As always, the global state of affairs was mirrored by the entertainment industry. Think only of the enormously successful James Bond series – the first Bond movie, Doctor No, premiered in 1962 and caused quite a stir – and its many successors and imitators on both the big and the small screen. Especially television, that new companion in every home, knew its bane of spy series: I Spy, Get Smart, The Man From U.N.C.L.E., Mission Impossible, The Avengers, and as unchallenged pinnacle of course Batman.
There was, nevertheless, one series among all these that was quite different in format, approach and appearance. Firmly anchored in the futuristic and technological trend of thought of the times, Thunderbirds was set in 2026 and centered around an American millionaire philanthropist (alleged to have been one of the first men on the moon!) and his five sons, every one of them named after an American astronaut. No doubt due to both this and the Mid-Atlantic accents of the voice-over artists it was generally thought to be just another US produced, animated series but, in fact, nothing turned out to be further from the truth. The programme – which, incidentally, had its world premiere on September 5, 1965 on Dutch television – was the seventh in a series of ten puppetshows made by the Britain based AP Films, a production company helmed by the Andersons, Gerry and his wife Sylvia.
The Andersons never intended to make puppet films. They started out in film production in the mid Fifties when they teamed up with Arthur Provis to start AP Films and the first assignment they landed was for a 52-episode children's series commissioned by one of the newly formed itv Network companies. The intrepid threesome fully expected to do a live-action production but, to their dismay, itv specifically stated it wanted marionettes. Undaunted by this prospect however, the Andersons and their staff set about producing The Adventures of Twizzle about which little more can be said but that it used the most basic of puppet techniques.
A year later, in 1956, itv asked them to produce another puppet series, Torchy the Battery Boy, which again used rather straightforward string puppets although they now had the ability to 'talk'. The puppeteers could move the puppet's lower jaw in synch with pre-recorded dialogue, a practice held over from Twizzle.

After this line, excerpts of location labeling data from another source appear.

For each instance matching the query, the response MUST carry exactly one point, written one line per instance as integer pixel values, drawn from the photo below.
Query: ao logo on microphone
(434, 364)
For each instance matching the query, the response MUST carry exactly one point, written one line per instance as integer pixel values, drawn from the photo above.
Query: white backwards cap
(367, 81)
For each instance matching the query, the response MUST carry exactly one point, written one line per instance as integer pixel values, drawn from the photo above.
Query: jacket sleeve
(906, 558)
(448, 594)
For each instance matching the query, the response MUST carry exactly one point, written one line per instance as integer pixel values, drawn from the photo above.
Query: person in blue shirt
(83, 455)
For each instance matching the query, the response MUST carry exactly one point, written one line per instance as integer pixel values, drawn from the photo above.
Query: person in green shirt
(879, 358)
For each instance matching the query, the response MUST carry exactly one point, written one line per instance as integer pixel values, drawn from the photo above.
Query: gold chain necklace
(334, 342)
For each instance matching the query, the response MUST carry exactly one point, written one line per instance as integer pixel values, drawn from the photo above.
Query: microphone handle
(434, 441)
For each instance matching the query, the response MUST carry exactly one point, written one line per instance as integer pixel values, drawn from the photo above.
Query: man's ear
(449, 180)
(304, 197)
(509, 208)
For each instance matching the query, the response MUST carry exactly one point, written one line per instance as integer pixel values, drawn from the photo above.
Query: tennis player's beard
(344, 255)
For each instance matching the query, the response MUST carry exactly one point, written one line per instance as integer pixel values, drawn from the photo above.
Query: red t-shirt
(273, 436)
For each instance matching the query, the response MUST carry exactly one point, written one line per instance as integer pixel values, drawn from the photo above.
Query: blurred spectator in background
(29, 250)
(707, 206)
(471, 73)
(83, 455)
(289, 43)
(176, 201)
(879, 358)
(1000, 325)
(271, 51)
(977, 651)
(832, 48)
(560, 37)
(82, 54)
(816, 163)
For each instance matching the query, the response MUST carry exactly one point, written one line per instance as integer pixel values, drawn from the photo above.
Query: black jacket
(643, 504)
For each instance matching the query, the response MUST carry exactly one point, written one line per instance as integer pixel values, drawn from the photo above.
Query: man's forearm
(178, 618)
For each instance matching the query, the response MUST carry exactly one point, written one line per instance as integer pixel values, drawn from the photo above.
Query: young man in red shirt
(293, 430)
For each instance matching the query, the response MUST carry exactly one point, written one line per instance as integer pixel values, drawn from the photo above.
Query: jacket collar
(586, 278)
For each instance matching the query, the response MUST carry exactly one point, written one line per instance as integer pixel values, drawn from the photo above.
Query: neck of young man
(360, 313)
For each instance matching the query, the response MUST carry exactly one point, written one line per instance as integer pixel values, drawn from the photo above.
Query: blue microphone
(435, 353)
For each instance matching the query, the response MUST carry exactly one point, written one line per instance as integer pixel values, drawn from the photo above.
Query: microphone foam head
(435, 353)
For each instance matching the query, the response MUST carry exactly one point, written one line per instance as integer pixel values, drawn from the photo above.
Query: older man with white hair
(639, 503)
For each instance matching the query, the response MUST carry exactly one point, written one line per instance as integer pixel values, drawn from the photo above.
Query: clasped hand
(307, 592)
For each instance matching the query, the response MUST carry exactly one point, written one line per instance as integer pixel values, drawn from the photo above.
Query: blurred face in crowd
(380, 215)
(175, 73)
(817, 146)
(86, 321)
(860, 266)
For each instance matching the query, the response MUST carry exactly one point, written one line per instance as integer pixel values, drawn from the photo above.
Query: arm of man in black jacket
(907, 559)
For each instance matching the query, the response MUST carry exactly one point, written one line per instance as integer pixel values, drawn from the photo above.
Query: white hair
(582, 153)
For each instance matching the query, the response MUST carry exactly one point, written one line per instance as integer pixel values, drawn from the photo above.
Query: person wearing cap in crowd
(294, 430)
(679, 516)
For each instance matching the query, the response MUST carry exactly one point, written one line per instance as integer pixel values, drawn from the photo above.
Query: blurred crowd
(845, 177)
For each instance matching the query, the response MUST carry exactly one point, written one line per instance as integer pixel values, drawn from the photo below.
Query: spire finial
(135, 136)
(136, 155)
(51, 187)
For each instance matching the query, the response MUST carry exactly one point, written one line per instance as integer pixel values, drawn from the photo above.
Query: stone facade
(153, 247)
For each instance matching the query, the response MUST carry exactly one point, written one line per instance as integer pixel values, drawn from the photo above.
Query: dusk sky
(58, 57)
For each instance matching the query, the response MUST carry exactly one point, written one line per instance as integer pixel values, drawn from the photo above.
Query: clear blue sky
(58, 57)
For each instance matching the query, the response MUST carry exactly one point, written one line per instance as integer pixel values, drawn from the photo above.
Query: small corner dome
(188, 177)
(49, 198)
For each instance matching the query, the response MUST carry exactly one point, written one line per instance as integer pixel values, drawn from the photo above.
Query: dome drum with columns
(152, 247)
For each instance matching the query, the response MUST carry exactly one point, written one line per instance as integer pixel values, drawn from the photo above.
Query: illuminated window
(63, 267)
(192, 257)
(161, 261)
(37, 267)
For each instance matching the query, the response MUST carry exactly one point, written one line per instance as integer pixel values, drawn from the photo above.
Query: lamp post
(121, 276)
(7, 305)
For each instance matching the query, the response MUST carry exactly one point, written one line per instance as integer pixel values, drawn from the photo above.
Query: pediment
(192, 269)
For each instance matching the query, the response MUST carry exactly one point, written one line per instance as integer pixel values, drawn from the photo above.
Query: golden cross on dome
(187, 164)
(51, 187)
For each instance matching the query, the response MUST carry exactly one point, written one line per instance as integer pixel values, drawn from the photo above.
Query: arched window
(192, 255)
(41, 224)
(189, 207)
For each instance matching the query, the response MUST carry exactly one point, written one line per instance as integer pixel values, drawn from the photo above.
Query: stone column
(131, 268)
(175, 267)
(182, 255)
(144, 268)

Nevertheless, it proved to be very difficult to control the puppet during dialogue sequences: not only the jaw would move but also the head. Besides that, the shot had to be a static one since the puppets could not walk and talk at the same time. Anderson and Provis decided to invest in an attempt to free the puppeteers from having to control the dialogue mechanism. In cooperation with the British electronics company R.T.C. Wright & Co. AP's resident technician John Read developed a technology which has since become known as Supermarionation.
Nothing less than a true breakthrough in string puppet technology, it involved a small solenoid placed in the puppet head which carried an electrical impulse from the pre-recorded dialogue so the puppet's lower lip would open and close in sync. The technique was first employed in their third programme, Four Feather Falls, and not only enabled hero Tex Tucker [left] to talk, the new fibreglass heads also left room for a mechanism to move the eyes. Also, the all too visible wires with which the puppets had been manipulated thus far were, by this time, replaced by ultrathin, tungsten steel controlstrings, specially developed for the studio by the Ormiston company.
Nonetheless, the Andersons still were not satisfied with the results since they could not get the puppets to walk properly, a virtual impossibility with any string puppet technique since the puppet's leg is lifted at the knee so it can never throw it's leg forward at the foot like a human being does. This prompted them to turn toward the realm of science fiction for their next series, reasoning that in the future – or at least their version of it – everybody would use either futuristically designed vehicles or rolling chairs to move from one spot to the other, thus effectively eliminating the need for characters to walk. And indeed, Supercar (produced in 1959), not only had a machine as one of its main 'characters', foreshadowing the important role hardware would play in the Anderson's later series, but also featured atomic trains and the like.
AP Films started the next decade with a production that was firmly seated in the future. Fireball XL5 was produced in 1961, purportedly set a cool 106 years later, and highlighted the adventures of the crew of a rocket called Fireball XL5, hence the series title. With the advent of this show the Andersons for the first time tried to create a complete 'universe' as a background for the characters' actions and motivations, just as George Lucas would do years later for his Star Wars series: Fireball XL5 is but one of a fleet of rockets under the command of the World Space Patrol, a global military organisation, and hero Steve Zodiac "patrols sector 25".
Another aspect of the studio's idiosyncratic approach that began to emerge at this time was the practice of modelling the puppet faces on the faces of their voice artists. Venus, the female lead in the series, was voiced by Gerry's wife Sylvia just as Thunderbirds' lady Penelope would later be and the similarity between the two characters' heads, which were sculpted by puppeteer Mary Turner, is indeed obvious. Another trait that began to show was the increasing quality of the special effects – and more specifically the model work – a factor that would lead to a constant quest for ever more convincing realism. In its own way AP was making live-action productions (as they had originally set out to do), only they did not hire their actors, they created them and the locations they populated.